Convincing Look At Gypsy Life

Yugoslavian filmmaker's pleasing visual surprises punctuate a grim, distateful plot. FILM: REVIEW

FEW movies have gotten Gypsies convincingly onto the screen. The best was probably ``Angelo, My Love,'' an unusual cross between fiction and documentary that actor Robert Duvall directed a few years ago. Other efforts, such as the dismal ``King of the Gypsies,'' which gave Eric Roberts his first movie role, have fallen far below its high standard. Now there's a film that has surprising success in portraying the hard, often chaotic lives of Gypsy peasants. It's called ``Time of the Gypsies,'' and it was filmed in real Gypsy territories of Europe, mostly in Yugoslavia and Italy.

The story begins in Yugoslavia, where we meet the main character: Perhan, a young Gypsy whose mother is dead and whose father has abandoned him. He lives with his grandmother, a Gypsy healer who leads a more decent and honest life than most of the others in their community.
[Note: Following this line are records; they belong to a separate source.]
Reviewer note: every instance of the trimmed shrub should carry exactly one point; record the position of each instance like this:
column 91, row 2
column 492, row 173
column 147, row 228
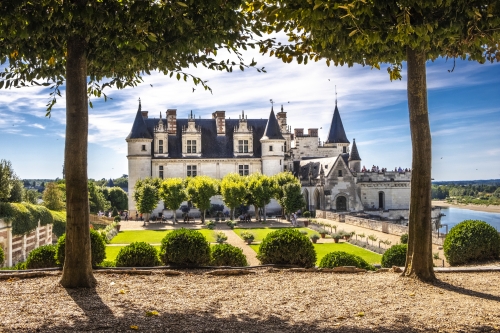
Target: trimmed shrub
column 404, row 239
column 97, row 245
column 42, row 257
column 227, row 255
column 341, row 258
column 59, row 227
column 137, row 254
column 287, row 247
column 185, row 247
column 2, row 256
column 395, row 256
column 471, row 241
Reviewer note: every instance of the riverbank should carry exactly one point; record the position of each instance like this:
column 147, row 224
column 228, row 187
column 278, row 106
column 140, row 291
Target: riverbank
column 479, row 208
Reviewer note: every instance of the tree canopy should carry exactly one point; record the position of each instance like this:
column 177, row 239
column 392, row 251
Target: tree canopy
column 373, row 32
column 173, row 193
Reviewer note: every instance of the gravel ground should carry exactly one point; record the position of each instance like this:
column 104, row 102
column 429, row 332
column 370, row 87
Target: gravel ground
column 267, row 301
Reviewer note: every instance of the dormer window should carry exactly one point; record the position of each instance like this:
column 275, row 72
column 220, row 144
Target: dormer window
column 242, row 146
column 191, row 147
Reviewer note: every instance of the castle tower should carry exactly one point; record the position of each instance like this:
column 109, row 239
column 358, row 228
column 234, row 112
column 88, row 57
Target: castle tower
column 336, row 134
column 139, row 154
column 272, row 141
column 354, row 159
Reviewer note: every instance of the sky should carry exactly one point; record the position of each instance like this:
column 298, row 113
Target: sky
column 464, row 111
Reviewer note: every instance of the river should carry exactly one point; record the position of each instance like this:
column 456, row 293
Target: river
column 457, row 215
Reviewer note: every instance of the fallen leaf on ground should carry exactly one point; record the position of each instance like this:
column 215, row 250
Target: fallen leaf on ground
column 151, row 313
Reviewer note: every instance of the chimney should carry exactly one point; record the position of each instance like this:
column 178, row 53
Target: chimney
column 172, row 121
column 220, row 121
column 281, row 117
column 313, row 132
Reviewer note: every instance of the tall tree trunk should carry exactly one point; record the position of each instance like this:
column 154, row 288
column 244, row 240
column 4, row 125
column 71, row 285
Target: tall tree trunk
column 419, row 256
column 77, row 270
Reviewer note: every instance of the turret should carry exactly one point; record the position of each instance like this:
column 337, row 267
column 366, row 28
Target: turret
column 354, row 159
column 273, row 150
column 139, row 152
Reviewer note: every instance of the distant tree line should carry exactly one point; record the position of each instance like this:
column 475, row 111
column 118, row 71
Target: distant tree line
column 474, row 193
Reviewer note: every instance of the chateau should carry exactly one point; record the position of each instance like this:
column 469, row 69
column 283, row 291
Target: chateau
column 330, row 171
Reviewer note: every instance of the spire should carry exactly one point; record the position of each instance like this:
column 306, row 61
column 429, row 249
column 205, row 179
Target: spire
column 272, row 130
column 354, row 152
column 139, row 128
column 336, row 134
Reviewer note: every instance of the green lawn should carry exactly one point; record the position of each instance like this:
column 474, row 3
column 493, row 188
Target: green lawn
column 323, row 249
column 261, row 233
column 152, row 236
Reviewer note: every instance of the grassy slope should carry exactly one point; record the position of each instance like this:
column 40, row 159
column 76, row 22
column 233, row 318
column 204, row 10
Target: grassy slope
column 261, row 233
column 323, row 249
column 151, row 236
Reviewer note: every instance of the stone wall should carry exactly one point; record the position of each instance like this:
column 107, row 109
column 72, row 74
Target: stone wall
column 385, row 227
column 17, row 248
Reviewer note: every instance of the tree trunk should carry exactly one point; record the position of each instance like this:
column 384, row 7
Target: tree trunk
column 77, row 270
column 419, row 262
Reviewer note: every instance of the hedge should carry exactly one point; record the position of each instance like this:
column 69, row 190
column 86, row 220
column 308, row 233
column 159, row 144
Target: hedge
column 59, row 227
column 24, row 217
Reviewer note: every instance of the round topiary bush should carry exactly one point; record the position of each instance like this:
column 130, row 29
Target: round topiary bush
column 395, row 256
column 137, row 254
column 227, row 255
column 287, row 247
column 341, row 258
column 42, row 257
column 470, row 241
column 185, row 247
column 404, row 239
column 97, row 245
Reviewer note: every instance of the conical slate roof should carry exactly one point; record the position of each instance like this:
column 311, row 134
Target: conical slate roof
column 336, row 134
column 139, row 129
column 354, row 152
column 272, row 130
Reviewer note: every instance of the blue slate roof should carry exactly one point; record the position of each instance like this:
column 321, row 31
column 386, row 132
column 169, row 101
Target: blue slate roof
column 212, row 145
column 336, row 134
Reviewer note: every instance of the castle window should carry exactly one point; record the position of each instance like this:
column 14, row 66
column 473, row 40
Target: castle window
column 243, row 170
column 242, row 146
column 191, row 146
column 191, row 171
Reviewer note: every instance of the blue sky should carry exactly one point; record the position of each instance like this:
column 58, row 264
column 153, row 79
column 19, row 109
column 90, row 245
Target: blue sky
column 464, row 109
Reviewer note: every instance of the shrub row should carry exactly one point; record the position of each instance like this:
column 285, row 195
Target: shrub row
column 24, row 216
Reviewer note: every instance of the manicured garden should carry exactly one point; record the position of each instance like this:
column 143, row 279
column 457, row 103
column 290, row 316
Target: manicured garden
column 261, row 233
column 323, row 249
column 152, row 236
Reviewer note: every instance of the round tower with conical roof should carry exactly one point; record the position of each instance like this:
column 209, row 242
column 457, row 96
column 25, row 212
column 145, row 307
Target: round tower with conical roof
column 354, row 158
column 272, row 143
column 139, row 153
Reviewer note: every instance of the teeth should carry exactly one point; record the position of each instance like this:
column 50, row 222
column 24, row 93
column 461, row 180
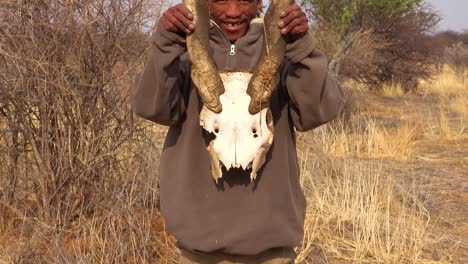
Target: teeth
column 232, row 24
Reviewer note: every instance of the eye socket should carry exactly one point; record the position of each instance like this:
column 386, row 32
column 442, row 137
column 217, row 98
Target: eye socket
column 254, row 132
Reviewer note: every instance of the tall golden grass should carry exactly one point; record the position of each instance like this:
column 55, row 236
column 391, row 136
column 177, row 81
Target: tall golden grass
column 357, row 212
column 79, row 172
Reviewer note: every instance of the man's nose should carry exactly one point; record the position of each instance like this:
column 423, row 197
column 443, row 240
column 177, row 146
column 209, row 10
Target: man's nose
column 233, row 9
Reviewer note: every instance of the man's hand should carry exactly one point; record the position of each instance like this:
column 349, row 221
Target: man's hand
column 294, row 22
column 178, row 19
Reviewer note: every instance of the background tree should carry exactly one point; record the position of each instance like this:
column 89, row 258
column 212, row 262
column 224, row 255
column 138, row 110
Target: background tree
column 394, row 34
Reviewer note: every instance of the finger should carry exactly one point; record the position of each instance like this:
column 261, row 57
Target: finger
column 294, row 19
column 185, row 11
column 185, row 16
column 172, row 19
column 168, row 25
column 285, row 21
column 299, row 30
column 289, row 9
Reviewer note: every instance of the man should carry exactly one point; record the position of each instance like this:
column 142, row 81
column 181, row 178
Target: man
column 236, row 220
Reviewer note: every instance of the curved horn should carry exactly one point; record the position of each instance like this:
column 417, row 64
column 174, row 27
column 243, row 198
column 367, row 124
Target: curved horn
column 265, row 76
column 204, row 73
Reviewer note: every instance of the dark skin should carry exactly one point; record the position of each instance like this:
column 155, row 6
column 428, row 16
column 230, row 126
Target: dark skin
column 178, row 19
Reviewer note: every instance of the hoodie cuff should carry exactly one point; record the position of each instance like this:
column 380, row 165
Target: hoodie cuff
column 300, row 49
column 163, row 38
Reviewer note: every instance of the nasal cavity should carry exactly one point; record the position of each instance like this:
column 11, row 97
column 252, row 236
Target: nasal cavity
column 254, row 132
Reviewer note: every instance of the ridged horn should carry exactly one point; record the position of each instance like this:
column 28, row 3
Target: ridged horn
column 266, row 75
column 204, row 73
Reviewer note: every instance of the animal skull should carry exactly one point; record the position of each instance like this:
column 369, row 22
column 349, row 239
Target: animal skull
column 236, row 104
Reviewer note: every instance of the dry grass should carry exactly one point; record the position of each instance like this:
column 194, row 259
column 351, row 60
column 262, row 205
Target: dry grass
column 361, row 213
column 78, row 181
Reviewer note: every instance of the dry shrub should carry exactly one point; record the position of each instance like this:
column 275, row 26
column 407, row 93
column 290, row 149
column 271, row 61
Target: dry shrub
column 457, row 57
column 358, row 215
column 76, row 164
column 356, row 212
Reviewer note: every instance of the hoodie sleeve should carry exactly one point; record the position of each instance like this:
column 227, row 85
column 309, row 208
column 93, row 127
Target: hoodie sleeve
column 158, row 90
column 315, row 97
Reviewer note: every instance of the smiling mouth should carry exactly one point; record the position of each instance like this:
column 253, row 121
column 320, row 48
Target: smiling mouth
column 233, row 24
Perhan loves his family, especially his little sister, who suffers from a deformed leg. He also has a girlfriend he plans to marry. His life promises to go pretty smoothly - by Gypsy standards - if he stays close to home and follows in his grandmother's footsteps. But there are villains in town to distract him.

One is his uncle, a nasty character if ever there was one. Another is a wealthy man named Ahmed, who comes up with an evil scheme: He tells Perhan that his sister's leg can be cured in the big city, and lures both youngsters into going away with him. Then he embroils them in his own awful activities, which range from stealing to selling babies across the Italian border. Perhan gets deeply involved in these crimes and has lots of lessons to learn before his tale finally ends.

This is a grim and distasteful story at times, but the plot is less important than the way it's been filmed - with terrific imagination and more visual surprises than ordinary movies ever have up their sleeves. ``Time of the Gypsies'' was directed by Emir Kusturica, a Yugoslavian filmmaker who's well-known to fans of European cinema. His last movie, ``When Father Was Away on Business,'' was an Academy Award nominee for best foreign-language film in 1985, and his earlier ``Do You Remember Dolly Bell?'' has also been shown on American screens. A truly international filmmaker, with a style that borrows from Hollywood movies as well as the great European tradition, he now teaches at Columbia University in New York and plays occasionally with a Yugoslavian rock band called No Smoking.

Mr. Kusturica won the best-director award at last year's Cannes Film Festival for ``Time of the Gypsies,'' as well as the Roberto Rossellini prize, given by a jury of international filmmakers. In technique and storytelling, the picture is strong enough to justify such attention. Kusturica keeps it moving at breakneck speed, and gives his audience something unexpected to look at in nearly every scene.

The picture also strikes a fascinating balance between real and fantastic elements. On one hand, Kusturica pours a lot of realism into the film. The performances are earthy and naturalistic. In addition, most of the important characters are played (according to Columbia Pictures, the movie's American distributor) by real Gypsies, many of them illiterate and all of them acting for the first time. Accordingly, more than 90 percent of the movie's dialogue is spoken in Romany, a Gypsy language.

At the same time, however, the cinematography (by Vilko Filac) often veers toward flagrantly dreamlike imagery, and the screenplay (by Gordan Mihic) has broad touches of what Latin American artists might call magical realism. These elements make an uneven but often invigorating mixture. But the movie always has the ring of truth, however outlandish that truth may sometimes appear.